And goodbye Portnoy, Tevye and Yentl, too.

A glance back at the films of 1998 reveal Jewish characters who break the mold, overturn the stereotype, and stretch the image of Jews on-screen.

Instead of bubbes, hausfraus and pickle men, there were Jewish junkies, gangsters and wild women in the quirky arena of independent film. The striking roles drew striking actors: Ben Stiller was a Jewish heroin addict and TV writer in “Permanent Midnight”; Renee Zellweger played a sexually frustrated Chassid in “A Price Above Rubies”; Ally Sheedy portrayed a tormented artist and the daughter of a Holocaust survivor in “High Art; John Turturro starred as the Holocaust author Primo Levi in “The Truce”; and Minnie Driver was a Sephardic Jew and gothic heroine in the 19th-century drama, “The Governess.”

Forget the traditional movie images of Jewish urban or suburban life. “The Cruise” is a documentary about an eccentric, homeless New York tour guide, “Speed” Levitch; “Safe Men” spotlights some bumbling Jewish gangsters; and Peter Berg’s debut film, “Very Bad Things,” reveals some nice Jewish boys who do some not-so-nice things in Las Vegas and beyond.

Most mind-bending of all is Darren Aronofsky’s debut feature, “Pi,” a Jewish sci-fi flick about a paranoid mathematics genius who is pursued by shadowy Wall Street figures and Chassidic Kabbalists.
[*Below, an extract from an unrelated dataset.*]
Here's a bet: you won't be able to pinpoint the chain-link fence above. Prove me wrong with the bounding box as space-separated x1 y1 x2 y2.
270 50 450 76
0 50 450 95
Los Angeles Times film critic Kenneth Turan has a theory about the range of Jewish outsiders who are protagonists these days. “The popular culture seems to be pushing everything toward the extremes, and we’re seeing that reflected in the movies, especially in independent film,” he says.

The Jewish films of 1998 are mostly the work of young filmmakers, in their 20s and 30s, who are making first or second features, capitalizing on multicultural chic to express who they are. Nowhere was the trend more apparent than in the work of women directors, who mined their pasts to create bold heroines struggling with issues of Jewish identity.

In Brit Sandra Goldbacher’s “The Governess,” a Sephardic orphan disguises herself as a Gentile in 1840s England to find work in the larger world. Feeling as if a Star of David is emblazoned on her forehead, she journeys to a remote manor house and begins a torrid affair with the master.

Tamara Jenkins creates a very different, iconoclastic Jewish heroine in “Slums of Beverly Hills,” her semi-autobiographical tale of a female Portnoy, whose adolescent angst is exacerbated by the fact that she’s poor in the quintessentially wealthy Jewish suburb.

Filmmakers such as Jenkins and Goldbacher “feel more emboldened to deal with Jewish issues than in the past,” says Neal Gabler, author of “An Empire of Their Own: How the Jews Invented Hollywood.” “It’s part of a continuing trend of ethnic awareness. Artists are more comfortable asserting their ethnicity.”

If 1998 was the year of the bold Jewish heroine, it was also the year of the standout Holocaust-themed film. Besides “The Truce,” there was the poignant “Life is Beautiful,” Roberto Benigni’s Cannes-winning, Chaplinesque tragicomedy about a sweet, sad man who protects his son in a concentration camp. The liberation documentary, “The Long Way Home,” won the Academy Award. And Nazis and neo-Nazis were the focus of Bryan Singer’s “Apt Pupil” and Tony Kaye’s “American History X,” starring Edward Norton.

In 1998, we also had plenty of Woody Allen, not only in Barbara Kopple’s documentary, “Wild Man Blues,” which follows the reclusive director around Europe with his paramour, Soon-Yi, and the upcoming Allen feature, “Celebrity.” The animated DreamWorks film, “Antz,” stars Woody’s voice as the rebellious, Central Park worker ant Z, who tells his analyst it’s tough to be the middle child in a family of 5 million.

For Leonard Maltin, the film critic for “Entertainment Tonight,” the proliferation of Jewish characters is a positive thing. “It asserts that we exist,” he says, “and that we are part of the fabric of American life.”